# Now is this your Neighbour talking about you



## Briarose (Oct 9, 2007)

Hmmn spotted this topic whilst looking for something else. If this is your Neighbour I thought you might be interested to read it, in fact I think anyone with a motorhome might like to read the whole topic !

http://www.pistonheads.com/gassing/topic.asp?h=0&f=23&t=1005440&i=0&mid=0&nmt=


----------



## 1302 (Apr 4, 2006)

Pistonheads is full of retards...

end of 

I used to to on there until I was barred :roll:


----------



## Briarose (Oct 9, 2007)

1302 said:


> Pistonheads is full of retards...
> 
> end of
> 
> I used to to on there until I was barred :roll:


So you are an ex-retard ROFL.........just like the guy who loved the Tractor forum, then got banned he is now an Ex-tractor fan :lol:


----------



## GEMMY (Jun 19, 2006)

Better than resigning in public eh! :lol: 

tony


----------



## A37 (Sep 22, 2009)

The same guy is also posting here, clearly not a motorhome fan :lol: 
http://www.gardenlaw.co.uk/phpBB2/viewtopic.php?f=9&t=15509


----------



## barryd (May 9, 2008)

When we got our van our neighbour actually said we could park it on his drive if we wanted as it was wider than ours. How nice is that?
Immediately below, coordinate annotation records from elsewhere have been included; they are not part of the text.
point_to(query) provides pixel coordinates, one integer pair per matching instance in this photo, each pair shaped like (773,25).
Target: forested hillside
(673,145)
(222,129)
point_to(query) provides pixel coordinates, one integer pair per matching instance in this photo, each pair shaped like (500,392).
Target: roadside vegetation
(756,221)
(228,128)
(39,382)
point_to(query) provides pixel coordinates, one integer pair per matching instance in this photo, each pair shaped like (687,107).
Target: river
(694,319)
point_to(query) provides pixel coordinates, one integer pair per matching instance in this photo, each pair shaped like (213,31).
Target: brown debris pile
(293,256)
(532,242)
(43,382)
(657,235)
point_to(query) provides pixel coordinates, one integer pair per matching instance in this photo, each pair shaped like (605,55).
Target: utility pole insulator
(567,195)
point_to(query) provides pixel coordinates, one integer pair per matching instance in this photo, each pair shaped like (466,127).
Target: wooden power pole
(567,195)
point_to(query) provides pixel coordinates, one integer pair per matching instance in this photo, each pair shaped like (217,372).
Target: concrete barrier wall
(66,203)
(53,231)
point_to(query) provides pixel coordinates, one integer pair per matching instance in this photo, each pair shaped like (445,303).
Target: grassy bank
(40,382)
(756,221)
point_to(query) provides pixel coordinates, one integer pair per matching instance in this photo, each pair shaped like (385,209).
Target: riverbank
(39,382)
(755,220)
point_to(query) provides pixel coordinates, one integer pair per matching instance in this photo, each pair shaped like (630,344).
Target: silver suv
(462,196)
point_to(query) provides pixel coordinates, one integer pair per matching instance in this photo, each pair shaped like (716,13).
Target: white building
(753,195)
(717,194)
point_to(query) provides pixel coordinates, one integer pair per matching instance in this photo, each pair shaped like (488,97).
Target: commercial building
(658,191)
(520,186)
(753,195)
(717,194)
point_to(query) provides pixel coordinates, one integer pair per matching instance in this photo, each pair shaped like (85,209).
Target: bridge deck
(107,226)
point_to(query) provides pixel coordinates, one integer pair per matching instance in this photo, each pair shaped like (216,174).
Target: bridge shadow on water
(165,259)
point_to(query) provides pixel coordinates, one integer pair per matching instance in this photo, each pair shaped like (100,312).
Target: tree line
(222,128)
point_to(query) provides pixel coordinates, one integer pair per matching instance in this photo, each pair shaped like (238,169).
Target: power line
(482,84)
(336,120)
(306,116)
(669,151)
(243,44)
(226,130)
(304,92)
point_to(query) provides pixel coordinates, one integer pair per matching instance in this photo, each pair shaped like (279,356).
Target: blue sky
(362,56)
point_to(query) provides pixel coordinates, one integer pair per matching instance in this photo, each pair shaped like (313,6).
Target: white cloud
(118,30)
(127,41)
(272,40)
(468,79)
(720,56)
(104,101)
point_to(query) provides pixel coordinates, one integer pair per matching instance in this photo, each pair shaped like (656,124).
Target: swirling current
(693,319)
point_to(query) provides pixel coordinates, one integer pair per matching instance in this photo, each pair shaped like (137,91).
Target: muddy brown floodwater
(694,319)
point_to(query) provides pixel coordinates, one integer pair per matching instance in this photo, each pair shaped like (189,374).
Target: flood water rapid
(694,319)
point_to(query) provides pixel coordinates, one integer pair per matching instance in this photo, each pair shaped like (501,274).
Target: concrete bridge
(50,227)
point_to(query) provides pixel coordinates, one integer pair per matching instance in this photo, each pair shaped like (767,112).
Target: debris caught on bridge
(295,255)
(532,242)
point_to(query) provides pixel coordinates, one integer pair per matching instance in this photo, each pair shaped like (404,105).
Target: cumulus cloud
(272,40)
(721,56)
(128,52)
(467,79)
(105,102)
I must admit I have seen some parked in front of houses that I wouldnt be too happy about if I lived next door. Ours is completely out of sight.


----------



## Stanner (Aug 17, 2006)

A37 said:


> The same guy is also posting here, clearly not a motorhome fan :lol:
> http://www.gardenlaw.co.uk/phpBB2/viewtopic.php?f=9&t=15509


He's kindly shown us where he lives so how about a rally there?
http://maps.google.co.uk/maps?q=19,...0,0.009602&z=17&panoid=jz4o7Zjf3_OmF4VQn_bHvQ


----------



## Stanner (Aug 17, 2006)

The gist of the "Gardenlaw" thread indicates the writer is a rather bitter middle aged woman who is at home all day.

Why do I find it strange that somebody like that should start a discussion on Pistonheads of all places?


----------



## Briarose (Oct 9, 2007)

Stanner said:


> A37 said:
> 
> 
> > The same guy is also posting here, clearly not a motorhome fan :lol:
> ...


How odd that someone would want to give personal info like that away.

I also noticed in the topic that the OP said they don't know any of their neighbours etc and go on to rant about the past. Yet later in the topic all of a sudden they do know some of their neighbours and one even pops round to put food in the fridge jor was it freezer :roll:


----------



## Stanner (Aug 17, 2006)

Going back to the original question they asked "would it put you off buying their bungalow" the answer is "no more than the thought of even thinking of buying a grotty little box in such a godawful close in the first place"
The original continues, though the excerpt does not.